El Fondo Monetario Internacional (FMI) ha emitido una advertencia contundente sobre las estrategias financieras del régimen de China. Según el organismo, el modelo actual no solo genera un despilfarro de recursos a nivel interno, sino que también provoca repercusiones negativas en la economía global. Tras concluir su revisión anual bajo el marco de la consulta del Artículo IV, la institución financiera enfatizó la urgencia de reenfocar el crecimiento hacia el consumo doméstico.
“La transición a un modelo de crecimiento impulsado por el consumo debería ser la prioridad general”
Esta declaración, difundida el pasado miércoles por los directores ejecutivos del organismo, pone de relieve que el esquema vigente —basado fuertemente en estímulos a la producción y en las exportaciones— está produciendo desequilibrios significativos tanto en el gigante asiático como en el resto del mundo.
En su análisis técnico, el FMI subrayó el elevado superávit en la cuenta corriente de China, una situación que impacta directamente en sus socios comerciales. El organismo explica que gran parte de este excedente se debe a la competitividad externa que otorga la depreciación real del renminbi (o yuan), ajustada por los niveles de inflación. Este debilitamiento de la moneda local encarece las importaciones para los ciudadanos chinos, pero abarata sus productos en el extranjero.
El tono del informe está alineado con las críticas que Estados Unidos y otras potencias desarrolladas han sostenido durante años. Economistas del sector privado también coinciden en que la capacidad exportadora desmedida de China afecta el mercado mundial. El documento alerta que, de persistir el exceso de oferta industrial, se podrían desencadenar represalias comerciales importantes.

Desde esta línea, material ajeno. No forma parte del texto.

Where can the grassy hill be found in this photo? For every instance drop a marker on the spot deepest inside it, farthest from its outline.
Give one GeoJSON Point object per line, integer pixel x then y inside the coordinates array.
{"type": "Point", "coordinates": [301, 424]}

La postura oficial de Beijing
Ante estos señalamientos, Zhengxin Zhang, representante de China en el directorio del FMI, desestimó las críticas. En una declaración independiente, Zhang defendió que el repunte exportador registrado en 2025
“fue impulsado principalmente por su competitividad y capacidad de innovación”
además de otros factores vinculados a las políticas comerciales de Estados Unidos.
Sin embargo, la cúpula del FMI insiste en que se requiere una modificación profunda del marco económico. Esta petición surge apenas semanas antes de que se celebre el Congreso Nacional Popular, evento donde el régimen definirá sus metas para el año 2026.
“Reorientar el modelo de crecimiento de China requiere una importante transformación cultural y de política económica”
, señalaron los directores, añadiendo que es vital una respuesta que combine reformas estructurales con un apoyo macroeconómico sólido.
Entre las recomendaciones del organismo figura la aplicación de un estímulo fiscal robusto por parte del gobierno central. Se sugirió que financiar la resolución del problema de las viviendas sin terminar en el sector inmobiliario “reconstruiría la confianza del consumidor”, un paso esencial para dinamizar la demanda interna.
Respecto a las proyecciones de crecimiento, tras alcanzar una expansión del Producto Interno Bruto (PIB) del 5% en 2025 —cumpliendo con la meta oficial—, el organismo anticipa una ralentización. Se prevé que para el año 2026 el crecimiento se sitúe en un 4,5%, una cifra que coincide con las expectativas de diversos analistas del mercado.

El informe resalta el concepto de “desequilibrios externos”, un término que no aparecía en versiones previas. El FMI estimó que el superávit por cuenta corriente se ubicó en un 3,3% del PIB, más del doble de lo que se había proyectado inicialmente. No obstante, Zhang calificó esta cifra como “excesivamente grande”. Otros datos preliminares sugieren que el superávit pudo llegar incluso al 3,7% del PIB, impulsado por un récord histórico de 1,2 billones de dólares en exportaciones netas de bienes.
El estudio técnico va más allá y sugiere que el yuan se encuentra infravalorado en aproximadamente un 16%, con un margen que oscila entre el 12,1% y el 20,7%. Esta subvaloración facilita las ventas al exterior mientras la débil demanda nacional frena las compras de bienes importados. Ante esto, el FMI solicitó una “mayor flexibilidad” cambiaria, aunque Zhang defendió la transparencia de la política monetaria china afirmando que es clara y consistente.

El costo de los subsidios estatales
Finalmente, el FMI cuestionó la magnitud de las políticas industriales del régimen. Se calculó que el costo fiscal de los apoyos estatales a sectores estratégicos representó cerca del 4% del PIB en 2023, un nivel muy superior al de otras economías desarrolladas. Los expertos técnicos sugieren que recortar estos apoyos injustificados en un 2% del PIB podría elevar la productividad nacional, mejorar la asignación de recursos y fortalecer las cuentas públicas.
Dado que casi un tercio del crecimiento del año pasado provino de las exportaciones netas, el organismo concluyó que esta dependencia de la demanda externa es un riesgo latente para la estabilidad económica mundial y para el propio crecimiento futuro de China.